SuaraJakarta.co, BANDUNG – Presiden Joko Widodo mengumumkan kenaikan harga BBM bersubsidi pada Senin malam, 17 November 2014. Harga Premium naik dari Rp 6.500 menjadi Rp 8.500, sedangkan solar dari Rp 5.500, menjadi Rp 7.500 per liter. Pemerintah mengklaim pemangkasan subsidi BBM akan memberikan ruang fiskal hingga Rp 100 triliun. Sehingga dana subsidi untuk bahan bakar minyak dapat dimanfaatkan untuk pengembangan sektor yang lebih produktif.
Namun harga minyak dunia saat ini merosot ke titik terendah setelah negara produsen minyak yang tergabung dalam OPEC memutuskan tidak menurunkan produksi di tengah pasar yang kelebihan pasokan. Di New York Mercantile Exchange, Jumat, 28 November 2014 waktu setempat, harga minyak mentah West Texas Intermediate (WTI) untuk pengiriman Januari ditutup pada level US$ 66,15 per barel atau turun US$ 7,54 dibanding sebelumnya. Hal ini menimbulkan berbagai kontroversial, tidak hanya bagi masyarakat tetapi juga dari dalam pemerintahan sendiri.
Kenaikan harga BBM ini mengakibatkan naiknya berbagai macam harga kebutuhan pokok bagi masyarakat. Tentunya hal ini akan memberatkan rakyat yang tingkat ekonominya menengah ke bawah. Tidak hanya itu, hal ini juga berdampak bagi sarana transportasi umum.
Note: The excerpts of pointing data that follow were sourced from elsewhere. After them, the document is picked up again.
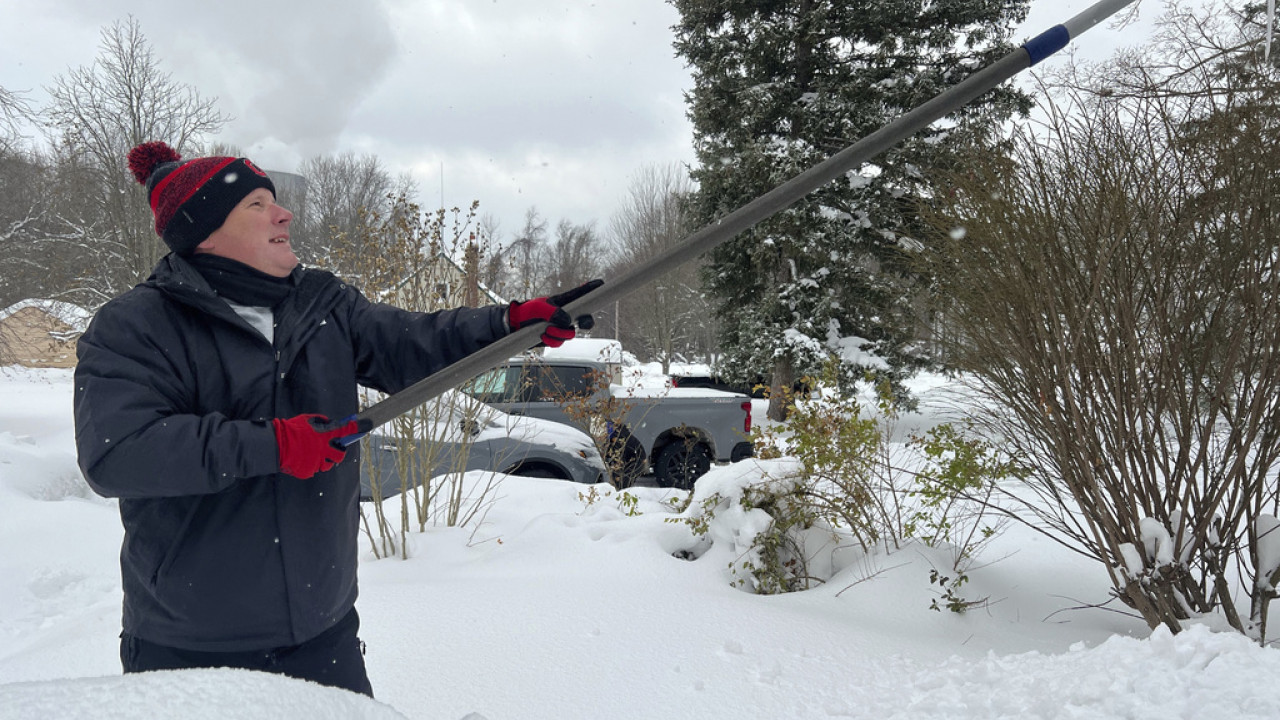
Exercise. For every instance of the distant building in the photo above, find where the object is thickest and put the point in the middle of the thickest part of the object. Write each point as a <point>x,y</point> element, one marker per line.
<point>41,333</point>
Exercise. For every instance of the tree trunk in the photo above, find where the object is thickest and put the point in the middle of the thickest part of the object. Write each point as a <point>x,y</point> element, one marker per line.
<point>780,390</point>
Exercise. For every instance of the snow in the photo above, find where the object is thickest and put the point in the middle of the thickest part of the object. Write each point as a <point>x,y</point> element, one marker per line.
<point>73,315</point>
<point>566,604</point>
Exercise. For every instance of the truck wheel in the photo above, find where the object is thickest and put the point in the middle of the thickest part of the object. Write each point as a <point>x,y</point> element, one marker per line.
<point>681,463</point>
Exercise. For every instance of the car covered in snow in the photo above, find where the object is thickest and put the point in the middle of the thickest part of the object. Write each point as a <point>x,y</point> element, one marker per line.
<point>677,433</point>
<point>456,433</point>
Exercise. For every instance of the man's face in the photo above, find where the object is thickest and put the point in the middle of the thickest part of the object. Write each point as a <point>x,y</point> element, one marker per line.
<point>256,233</point>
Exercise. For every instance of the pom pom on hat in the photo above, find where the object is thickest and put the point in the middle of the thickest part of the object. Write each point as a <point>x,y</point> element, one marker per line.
<point>145,158</point>
<point>191,200</point>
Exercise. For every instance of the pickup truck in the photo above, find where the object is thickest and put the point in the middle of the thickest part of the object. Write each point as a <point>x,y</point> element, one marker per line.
<point>676,432</point>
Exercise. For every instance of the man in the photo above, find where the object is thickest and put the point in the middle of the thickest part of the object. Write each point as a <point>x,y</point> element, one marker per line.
<point>202,402</point>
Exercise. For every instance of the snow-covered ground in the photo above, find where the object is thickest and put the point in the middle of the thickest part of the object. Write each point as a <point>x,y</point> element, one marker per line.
<point>561,607</point>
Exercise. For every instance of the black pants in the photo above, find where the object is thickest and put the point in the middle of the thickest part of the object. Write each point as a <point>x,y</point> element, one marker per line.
<point>334,657</point>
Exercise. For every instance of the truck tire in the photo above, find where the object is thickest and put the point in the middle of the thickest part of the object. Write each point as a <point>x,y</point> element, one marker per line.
<point>680,464</point>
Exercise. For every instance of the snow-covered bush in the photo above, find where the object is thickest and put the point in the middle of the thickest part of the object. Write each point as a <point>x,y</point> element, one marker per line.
<point>1114,294</point>
<point>833,484</point>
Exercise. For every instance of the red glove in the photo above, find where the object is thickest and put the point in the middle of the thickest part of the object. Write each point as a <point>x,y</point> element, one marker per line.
<point>560,326</point>
<point>306,447</point>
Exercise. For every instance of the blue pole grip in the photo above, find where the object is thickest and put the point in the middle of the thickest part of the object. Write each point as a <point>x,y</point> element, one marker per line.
<point>1047,42</point>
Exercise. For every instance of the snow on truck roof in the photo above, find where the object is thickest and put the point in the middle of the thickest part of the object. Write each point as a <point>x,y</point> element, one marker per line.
<point>598,350</point>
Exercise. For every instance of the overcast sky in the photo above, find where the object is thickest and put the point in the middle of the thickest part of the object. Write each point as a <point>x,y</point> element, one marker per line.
<point>513,103</point>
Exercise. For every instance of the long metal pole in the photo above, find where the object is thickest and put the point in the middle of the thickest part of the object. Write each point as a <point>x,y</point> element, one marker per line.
<point>753,213</point>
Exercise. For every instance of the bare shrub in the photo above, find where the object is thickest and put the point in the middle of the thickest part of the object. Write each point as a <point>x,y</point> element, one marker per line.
<point>1111,287</point>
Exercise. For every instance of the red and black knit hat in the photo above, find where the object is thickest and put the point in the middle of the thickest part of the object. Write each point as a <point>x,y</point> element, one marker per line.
<point>192,199</point>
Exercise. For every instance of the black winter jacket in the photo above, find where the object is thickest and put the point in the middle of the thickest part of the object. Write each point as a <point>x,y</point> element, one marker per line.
<point>174,395</point>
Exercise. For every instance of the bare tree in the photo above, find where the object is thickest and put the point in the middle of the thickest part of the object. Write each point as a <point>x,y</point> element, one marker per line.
<point>96,114</point>
<point>1114,290</point>
<point>572,258</point>
<point>497,267</point>
<point>526,251</point>
<point>14,113</point>
<point>343,192</point>
<point>668,317</point>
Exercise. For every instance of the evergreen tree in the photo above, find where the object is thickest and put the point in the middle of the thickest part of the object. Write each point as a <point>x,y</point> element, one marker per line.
<point>781,85</point>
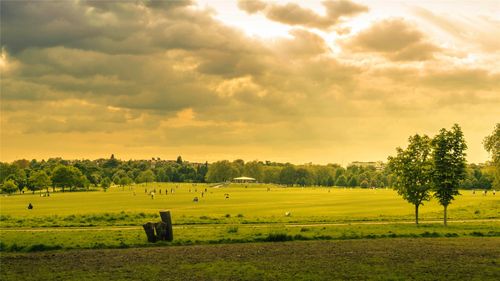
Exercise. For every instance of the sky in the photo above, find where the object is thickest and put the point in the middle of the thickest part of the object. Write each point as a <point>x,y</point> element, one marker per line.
<point>330,81</point>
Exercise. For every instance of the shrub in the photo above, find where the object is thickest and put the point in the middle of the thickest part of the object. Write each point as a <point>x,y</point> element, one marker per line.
<point>278,237</point>
<point>232,229</point>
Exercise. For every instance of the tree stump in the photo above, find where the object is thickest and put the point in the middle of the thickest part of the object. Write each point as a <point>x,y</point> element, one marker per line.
<point>165,217</point>
<point>161,231</point>
<point>149,228</point>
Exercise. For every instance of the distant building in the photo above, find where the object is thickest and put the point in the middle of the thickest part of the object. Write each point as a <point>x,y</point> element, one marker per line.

Contohnya angkutan kota yang menjadi sulit untuk beroperasi karena biaya yang dikeluarkan jauh lebih besar dari sebelumnya.
Untuk memecahkan permasalahan ini, salah satu solusi yang dapat ditawarkan adalah program konversi bahan bakar minyak (BBM) ke bahan bakar gas (BBG). Stasiun pengisian bahan bakar gas (SPBG) dibangun oleh dua BUMN yang bertugas untuk membangun infrastruktur gas, yakni PT Pertamina (persero) dan PT Perusahaan Gas Negara (Tbk). Namun hal itu terbengkalai karena minimnya dukungan dari pemerintah.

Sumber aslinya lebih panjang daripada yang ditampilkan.